Je sais très bien tout ce que l’on peut objecter à son geste. Je le
sais. Mais comme il n’existe pas d’issue « réaliste » « maintenant » «
tout de suite » et « concrète », comme demandent les journalistes entre
la météo et le dernier match de foot pour « décrypter » les problèmes,
le pape met tout le monde au pied du mur spectaculairement, directement
et magnifiquement.
Si personne ne veut entendre qu’il faut arrêter la guerre du pétrole
et du gaz en Syrie et en Irak, si personne ne veut entendre parler
d’arrêter « la libre circulation des marchandises » qui tue l’Afrique en
construction, bref, si aucune des solutions rationnelles n’est plus
entendue, que reste-t-il comme argument pour nous soustraire à l’infamie
dont est coupable notre société dans ce moment ? Il reste l’évidente
communauté de destin des humains. Il reste alors à la constater et à
l’assumer envers et contre tout. C’est ce fond qui nous rend solidaires
et qui a tiré de tous les périls dans le temps profond cette espèce de
singe particulière que nous sommes.
Ces personnes qu’on nomme réfugiés sont des êtres humains, donc nos
parents dans l’humanité universelle. Les parquer, les maltraiter, les
considérer comme des chiffres ou des phénomènes, comme des symptômes ou
des sujets de polémique nous éloigne à bon compte de l’essentiel.

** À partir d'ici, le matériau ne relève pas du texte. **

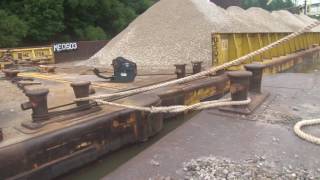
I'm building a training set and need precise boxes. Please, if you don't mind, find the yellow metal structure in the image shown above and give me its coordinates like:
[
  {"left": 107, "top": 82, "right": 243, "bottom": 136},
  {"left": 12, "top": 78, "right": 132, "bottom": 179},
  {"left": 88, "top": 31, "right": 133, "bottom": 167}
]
[
  {"left": 212, "top": 32, "right": 320, "bottom": 70},
  {"left": 0, "top": 46, "right": 55, "bottom": 67}
]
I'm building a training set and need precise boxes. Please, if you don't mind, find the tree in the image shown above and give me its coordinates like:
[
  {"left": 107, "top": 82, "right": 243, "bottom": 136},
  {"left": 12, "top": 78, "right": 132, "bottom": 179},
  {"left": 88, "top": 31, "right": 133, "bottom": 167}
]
[
  {"left": 0, "top": 10, "right": 28, "bottom": 47},
  {"left": 241, "top": 0, "right": 294, "bottom": 11},
  {"left": 0, "top": 0, "right": 154, "bottom": 45},
  {"left": 76, "top": 26, "right": 107, "bottom": 40}
]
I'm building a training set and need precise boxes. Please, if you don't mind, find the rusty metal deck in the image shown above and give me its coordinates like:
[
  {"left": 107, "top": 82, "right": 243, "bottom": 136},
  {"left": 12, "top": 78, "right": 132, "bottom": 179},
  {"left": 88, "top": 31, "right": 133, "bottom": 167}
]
[{"left": 104, "top": 73, "right": 320, "bottom": 180}]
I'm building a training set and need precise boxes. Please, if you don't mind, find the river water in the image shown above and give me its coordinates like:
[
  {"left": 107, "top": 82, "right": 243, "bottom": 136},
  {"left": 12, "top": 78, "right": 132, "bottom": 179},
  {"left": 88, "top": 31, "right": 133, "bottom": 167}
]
[
  {"left": 57, "top": 115, "right": 193, "bottom": 180},
  {"left": 57, "top": 55, "right": 320, "bottom": 180}
]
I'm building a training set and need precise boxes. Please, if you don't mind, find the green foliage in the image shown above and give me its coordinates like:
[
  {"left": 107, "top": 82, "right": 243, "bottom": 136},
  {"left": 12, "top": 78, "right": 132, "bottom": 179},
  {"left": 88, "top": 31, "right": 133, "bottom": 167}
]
[
  {"left": 0, "top": 10, "right": 27, "bottom": 47},
  {"left": 76, "top": 26, "right": 107, "bottom": 40},
  {"left": 241, "top": 0, "right": 294, "bottom": 11},
  {"left": 0, "top": 0, "right": 154, "bottom": 47}
]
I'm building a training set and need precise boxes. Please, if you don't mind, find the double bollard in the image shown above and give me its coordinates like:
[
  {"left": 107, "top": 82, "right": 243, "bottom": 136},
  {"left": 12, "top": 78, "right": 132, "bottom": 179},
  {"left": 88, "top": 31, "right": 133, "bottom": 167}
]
[
  {"left": 21, "top": 82, "right": 91, "bottom": 122},
  {"left": 228, "top": 64, "right": 266, "bottom": 114},
  {"left": 174, "top": 61, "right": 203, "bottom": 79}
]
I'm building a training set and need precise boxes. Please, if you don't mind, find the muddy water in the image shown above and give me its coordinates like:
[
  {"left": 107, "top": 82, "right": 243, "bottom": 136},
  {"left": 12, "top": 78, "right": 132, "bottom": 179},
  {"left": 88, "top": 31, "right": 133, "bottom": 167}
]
[
  {"left": 57, "top": 56, "right": 320, "bottom": 180},
  {"left": 286, "top": 56, "right": 320, "bottom": 73},
  {"left": 57, "top": 115, "right": 193, "bottom": 180}
]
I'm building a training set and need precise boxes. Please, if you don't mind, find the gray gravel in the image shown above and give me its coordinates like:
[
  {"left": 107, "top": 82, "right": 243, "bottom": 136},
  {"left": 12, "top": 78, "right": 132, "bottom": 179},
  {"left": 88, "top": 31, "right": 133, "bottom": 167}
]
[
  {"left": 183, "top": 156, "right": 320, "bottom": 180},
  {"left": 227, "top": 6, "right": 272, "bottom": 32},
  {"left": 84, "top": 0, "right": 320, "bottom": 73},
  {"left": 246, "top": 7, "right": 294, "bottom": 32},
  {"left": 271, "top": 10, "right": 306, "bottom": 31}
]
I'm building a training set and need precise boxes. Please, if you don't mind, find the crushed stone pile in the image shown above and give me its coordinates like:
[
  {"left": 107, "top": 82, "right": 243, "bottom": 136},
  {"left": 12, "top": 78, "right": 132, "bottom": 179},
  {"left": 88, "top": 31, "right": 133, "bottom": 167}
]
[
  {"left": 86, "top": 0, "right": 320, "bottom": 73},
  {"left": 295, "top": 14, "right": 320, "bottom": 32},
  {"left": 183, "top": 156, "right": 320, "bottom": 180},
  {"left": 271, "top": 10, "right": 306, "bottom": 31},
  {"left": 86, "top": 0, "right": 260, "bottom": 72},
  {"left": 227, "top": 6, "right": 272, "bottom": 32},
  {"left": 246, "top": 7, "right": 294, "bottom": 32}
]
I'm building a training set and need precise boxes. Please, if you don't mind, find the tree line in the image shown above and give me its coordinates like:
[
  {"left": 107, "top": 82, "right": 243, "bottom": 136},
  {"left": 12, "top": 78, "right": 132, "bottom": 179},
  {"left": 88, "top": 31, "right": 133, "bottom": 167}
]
[
  {"left": 0, "top": 0, "right": 293, "bottom": 47},
  {"left": 0, "top": 0, "right": 153, "bottom": 47}
]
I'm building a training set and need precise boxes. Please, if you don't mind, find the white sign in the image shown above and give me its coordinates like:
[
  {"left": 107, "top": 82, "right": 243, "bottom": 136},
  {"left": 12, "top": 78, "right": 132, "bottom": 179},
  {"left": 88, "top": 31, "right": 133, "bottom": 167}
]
[{"left": 53, "top": 42, "right": 78, "bottom": 52}]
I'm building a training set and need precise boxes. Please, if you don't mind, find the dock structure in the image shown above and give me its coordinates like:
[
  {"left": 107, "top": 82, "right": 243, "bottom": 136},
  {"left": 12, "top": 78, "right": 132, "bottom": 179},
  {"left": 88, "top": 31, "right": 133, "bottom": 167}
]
[{"left": 103, "top": 72, "right": 320, "bottom": 180}]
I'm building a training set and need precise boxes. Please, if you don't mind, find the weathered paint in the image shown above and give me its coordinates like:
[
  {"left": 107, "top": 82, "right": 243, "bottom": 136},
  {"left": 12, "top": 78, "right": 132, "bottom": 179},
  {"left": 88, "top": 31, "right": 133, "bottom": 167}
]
[{"left": 212, "top": 32, "right": 320, "bottom": 70}]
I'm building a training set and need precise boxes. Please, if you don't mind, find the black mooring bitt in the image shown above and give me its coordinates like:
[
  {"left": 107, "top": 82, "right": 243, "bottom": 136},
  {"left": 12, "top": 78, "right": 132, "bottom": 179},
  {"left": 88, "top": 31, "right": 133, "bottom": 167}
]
[
  {"left": 21, "top": 88, "right": 50, "bottom": 122},
  {"left": 174, "top": 64, "right": 187, "bottom": 79}
]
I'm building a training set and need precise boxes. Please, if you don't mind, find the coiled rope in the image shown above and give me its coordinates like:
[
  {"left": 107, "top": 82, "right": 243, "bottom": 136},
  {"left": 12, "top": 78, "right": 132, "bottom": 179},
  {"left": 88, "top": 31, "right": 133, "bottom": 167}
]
[
  {"left": 80, "top": 21, "right": 320, "bottom": 144},
  {"left": 293, "top": 119, "right": 320, "bottom": 145},
  {"left": 95, "top": 99, "right": 251, "bottom": 113}
]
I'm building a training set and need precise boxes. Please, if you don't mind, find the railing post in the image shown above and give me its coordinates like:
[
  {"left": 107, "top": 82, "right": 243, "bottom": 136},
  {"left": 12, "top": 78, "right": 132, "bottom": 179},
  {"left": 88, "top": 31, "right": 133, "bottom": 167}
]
[
  {"left": 71, "top": 81, "right": 91, "bottom": 107},
  {"left": 21, "top": 88, "right": 50, "bottom": 122},
  {"left": 228, "top": 71, "right": 252, "bottom": 101},
  {"left": 244, "top": 63, "right": 265, "bottom": 94}
]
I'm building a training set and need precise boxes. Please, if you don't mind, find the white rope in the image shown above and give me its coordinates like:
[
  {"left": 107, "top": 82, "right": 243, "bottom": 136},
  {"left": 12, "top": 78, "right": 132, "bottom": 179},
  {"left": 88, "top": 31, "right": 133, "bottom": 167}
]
[
  {"left": 76, "top": 21, "right": 320, "bottom": 101},
  {"left": 293, "top": 119, "right": 320, "bottom": 145},
  {"left": 76, "top": 21, "right": 320, "bottom": 144},
  {"left": 95, "top": 99, "right": 251, "bottom": 113}
]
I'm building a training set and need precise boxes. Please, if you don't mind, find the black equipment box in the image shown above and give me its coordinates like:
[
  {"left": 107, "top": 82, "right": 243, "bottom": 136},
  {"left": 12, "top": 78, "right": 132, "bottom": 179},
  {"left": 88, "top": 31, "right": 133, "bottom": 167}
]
[
  {"left": 112, "top": 57, "right": 137, "bottom": 82},
  {"left": 93, "top": 57, "right": 137, "bottom": 83}
]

Comment pouvons-nous accepter d’être complice de cette infamie qui les
transforme en choses pour mieux masquer leurs visages concrets dont les
regards nous brûleraient ? Notre indifférence de sauvegarde nous
déshonore. Elle nous rend plus mauvais que nous l’étions déjà dans cette
société «d’indifférence mondialisée» à la souffrance des autres
transformée en spectacle comme un autre.
J’écris ces mots alors même que je n’ai jamais été partisan de la
libre installation des migrants, ce qui m’a déjà été reproché ici et là.
Je les écrits précisément pour que l’on entende le message. Si on ne
change pas radicalement les manières de faire qui conduisent à cette
situation, la civilisation humaine s’effondrera dans la barbarie. Quand
250 millions de personnes vont fuir les conséquences du changement
climatique, on bénira la période où il n’y a en avait qu’un million à
nos portes. Quand on aura fait durer les guerres du pétrole au Moyen
Orient et que commenceront les guerres de pénurie de matières premières,
on pensera avec nostalgie à ce moment où il n’y avait qu’un attentat
tous les ans.
Voilà pourquoi je salue le geste du Pape avec ardeur.
Au-delà de toutes les raisons d’agir et de militer, il y en a une plus
forte que toutes. Le geste du pape la fait éclater sous les yeux du
présent glauque : nous formons la même humanité ! Et toute cette époque
qui la met en danger matériellement la ruine aussi spirituellement en
faisant oublier le devoir premier de fraternité.